Presto Practice Based on BOS

Updated at：2025-11-03

Overview

Presto is a data query engine developed by Facebook that enables fast, interactive analysis of massive datasets and supports various data sources like Hive and relational databases. With BOS offering ultra-low cost, high performance, excellent reliability, and high throughput, more enterprises are opting for BOS as their big data storage solution. This article will provide a brief introduction to using Presto on BOS.

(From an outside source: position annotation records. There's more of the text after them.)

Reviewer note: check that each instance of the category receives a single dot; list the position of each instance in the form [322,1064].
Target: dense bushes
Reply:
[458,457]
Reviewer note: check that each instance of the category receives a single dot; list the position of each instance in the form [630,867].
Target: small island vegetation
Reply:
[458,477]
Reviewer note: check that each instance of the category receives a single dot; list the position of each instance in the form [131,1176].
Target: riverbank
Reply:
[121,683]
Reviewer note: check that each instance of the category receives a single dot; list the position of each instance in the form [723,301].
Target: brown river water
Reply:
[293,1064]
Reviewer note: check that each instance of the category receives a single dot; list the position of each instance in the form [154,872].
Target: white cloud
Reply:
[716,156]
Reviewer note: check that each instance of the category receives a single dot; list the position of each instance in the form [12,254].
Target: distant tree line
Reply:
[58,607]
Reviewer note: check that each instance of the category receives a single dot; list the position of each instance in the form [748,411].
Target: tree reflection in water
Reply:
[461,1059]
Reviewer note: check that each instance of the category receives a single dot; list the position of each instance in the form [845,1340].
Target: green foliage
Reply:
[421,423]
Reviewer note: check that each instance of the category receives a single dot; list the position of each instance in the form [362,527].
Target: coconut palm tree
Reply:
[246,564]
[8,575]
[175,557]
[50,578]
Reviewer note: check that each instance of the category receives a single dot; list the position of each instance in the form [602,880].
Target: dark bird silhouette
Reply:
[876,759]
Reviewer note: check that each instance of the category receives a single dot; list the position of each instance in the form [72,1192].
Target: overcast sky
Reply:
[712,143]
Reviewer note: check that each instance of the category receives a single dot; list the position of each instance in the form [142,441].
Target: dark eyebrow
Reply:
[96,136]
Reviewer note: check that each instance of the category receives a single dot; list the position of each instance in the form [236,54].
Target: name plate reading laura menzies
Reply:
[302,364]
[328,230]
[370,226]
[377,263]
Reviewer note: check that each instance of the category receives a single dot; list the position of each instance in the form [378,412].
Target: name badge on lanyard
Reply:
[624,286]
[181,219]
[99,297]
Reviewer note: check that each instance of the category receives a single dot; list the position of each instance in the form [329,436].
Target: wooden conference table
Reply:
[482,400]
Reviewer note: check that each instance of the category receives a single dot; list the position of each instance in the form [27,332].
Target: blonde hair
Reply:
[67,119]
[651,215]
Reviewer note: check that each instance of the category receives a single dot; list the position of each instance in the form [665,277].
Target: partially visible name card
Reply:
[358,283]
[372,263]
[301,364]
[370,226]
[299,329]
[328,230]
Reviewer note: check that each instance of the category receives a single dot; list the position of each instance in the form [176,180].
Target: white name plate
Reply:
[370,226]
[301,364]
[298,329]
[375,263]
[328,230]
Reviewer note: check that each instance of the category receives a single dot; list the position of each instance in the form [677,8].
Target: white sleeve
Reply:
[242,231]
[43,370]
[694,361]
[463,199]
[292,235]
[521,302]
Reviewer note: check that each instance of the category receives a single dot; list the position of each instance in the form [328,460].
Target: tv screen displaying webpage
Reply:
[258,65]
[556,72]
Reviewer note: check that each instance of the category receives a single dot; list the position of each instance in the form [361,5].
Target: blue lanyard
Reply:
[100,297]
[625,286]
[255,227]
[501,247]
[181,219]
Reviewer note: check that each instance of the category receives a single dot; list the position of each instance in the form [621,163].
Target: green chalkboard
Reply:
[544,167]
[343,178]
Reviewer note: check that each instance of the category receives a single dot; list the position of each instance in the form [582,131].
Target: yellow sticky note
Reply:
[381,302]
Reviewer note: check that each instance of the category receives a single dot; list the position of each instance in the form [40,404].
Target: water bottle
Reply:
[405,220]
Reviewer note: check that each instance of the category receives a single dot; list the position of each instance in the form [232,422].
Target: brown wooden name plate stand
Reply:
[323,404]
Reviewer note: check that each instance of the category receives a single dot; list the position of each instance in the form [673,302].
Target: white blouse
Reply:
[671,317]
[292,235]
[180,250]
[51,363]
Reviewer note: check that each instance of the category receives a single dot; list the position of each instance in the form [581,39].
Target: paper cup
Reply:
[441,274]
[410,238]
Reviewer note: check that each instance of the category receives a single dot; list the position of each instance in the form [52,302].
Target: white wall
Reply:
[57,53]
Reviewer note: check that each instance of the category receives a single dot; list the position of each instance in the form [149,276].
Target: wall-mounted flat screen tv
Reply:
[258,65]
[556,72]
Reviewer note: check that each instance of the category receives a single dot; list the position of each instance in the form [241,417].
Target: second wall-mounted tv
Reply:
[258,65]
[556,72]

Use Presto based on BOS HDFS

BOS HDFS

First, refer to the article BOS HDFS to install and configure BOS HDFS. The Hadoop version installed on the local machine is hadoop-3.3.2. Refer to the “Getting Started” section in the article to complete the basic trial of BOS HDFS and set environment variables:

Plain Text

1export HADOOP_HOME=/opt/hadoop-3.3.2
2export HADOOP_CLASSPATH=`$HADOOP_HOME/bin/hadoop classpath

Hive

Hive is a data warehousing tool built on Hadoop, designed for data extraction, transformation, and loading. It provides a mechanism to store, query, and analyze large-scale data stored in Hadoop. Hive can map structured data files to database tables and offers SQL query capabilities, transforming SQL statements into MapReduce tasks for execution.

Install MySQL

MySQL is used to store Hive’s metadata. You can choose to install it locally, or directly connect remotely to an already installed MySQL or RDS. The version installed on the local machine is: mysql-5.1.61-4.el6.x86_64 After installation, you can use Service MySQL Status to check the running status, and use

Plain Text

1/usr/bin/mysqladmin -u root -h ${IP} password ${new-password} #Set a new password

You can create a dedicated user for Hive in MySQL and set a unique password.

Install Hive

The version installed on the local machine is 2.3.9.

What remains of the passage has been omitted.